Pengeras suara tersebut sebelumnya digunakan untuk menyiarkan propaganda anti-Korea Utara melintasi perbatasan. Namun, pemerintah baru Korea Selatan menghentikan siaran tersebut pada bulan Juni sebagai isyarat rekonsiliasi, dengan tujuan membangun kembali kepercayaan dan menghidupkan kembali dialog dengan Pyongyang, yang dalam beberapa tahun terakhir sebagian besar telah memutuskan kerja sama dengan Selatan.
Kementerian Pertahanan Korea Selatan menyatakan bahwa penghapusan fisik pengeras suara dari perbatasan ini adalah langkah "praktis" lainnya untuk meredakan ketegangan antara kedua Korea yang terpecah akibat perang, dan langkah ini tidak memengaruhi kesiapan militer Korea Selatan.
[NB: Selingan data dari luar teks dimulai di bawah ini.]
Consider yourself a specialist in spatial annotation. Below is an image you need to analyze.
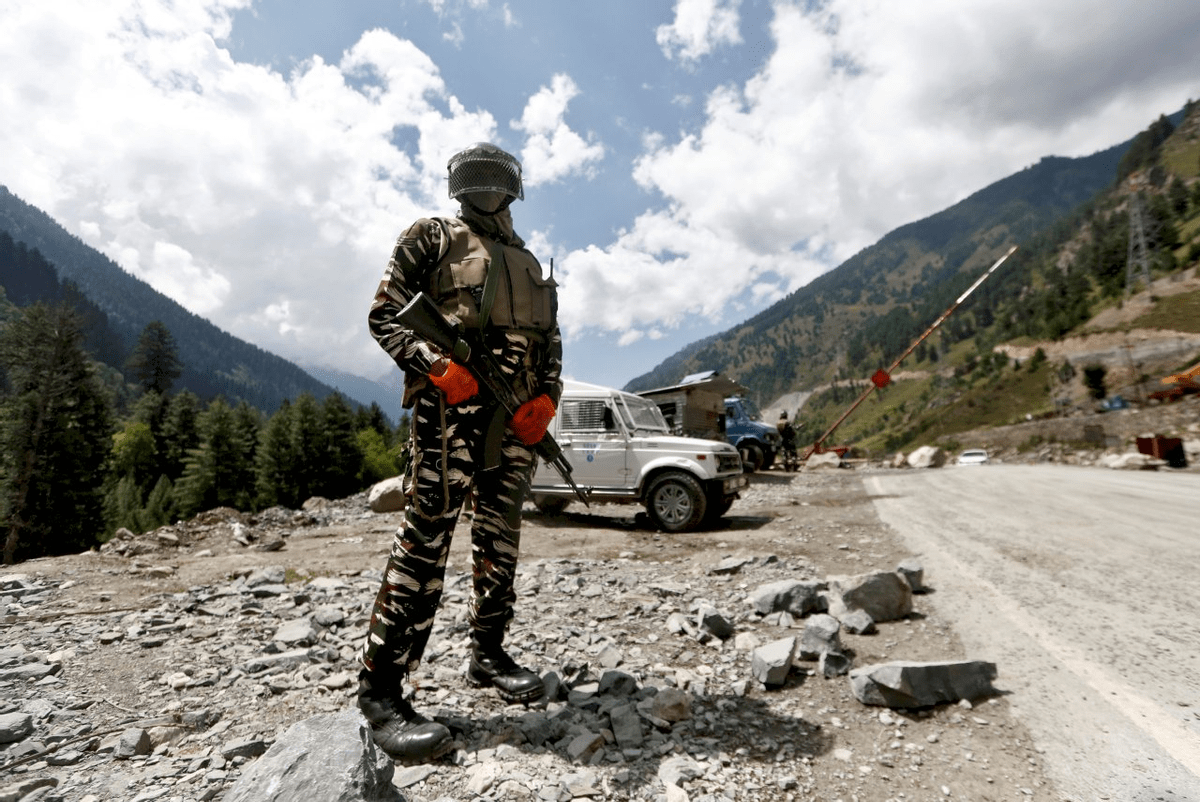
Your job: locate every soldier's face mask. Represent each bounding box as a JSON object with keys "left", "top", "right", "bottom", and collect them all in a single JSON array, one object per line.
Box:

Juru bicara kementerian, Lee Kyung-ho, tidak memberikan rincian spesifik tentang bagaimana pengeras suara yang dihapus akan disimpan atau apakah pengeras suara tersebut dapat dengan cepat dipasang kembali di perbatasan jika ketegangan kembali meningkat.
Tidak ada pembicaraan antara kedua militer sebelum keputusan Korea Selatan untuk menghapus pengeras suara ini, kata Lee dalam sebuah pengarahan.
Pesan propaganda dan lagu K-pop
Korea Utara, yang sangat sensitif terhadap kritik dari luar terhadap kepemimpinannya dan pemimpin generasi ketiga mereka, Kim Jong-un, belum memberikan komentar atas langkah Korea Selatan tersebut.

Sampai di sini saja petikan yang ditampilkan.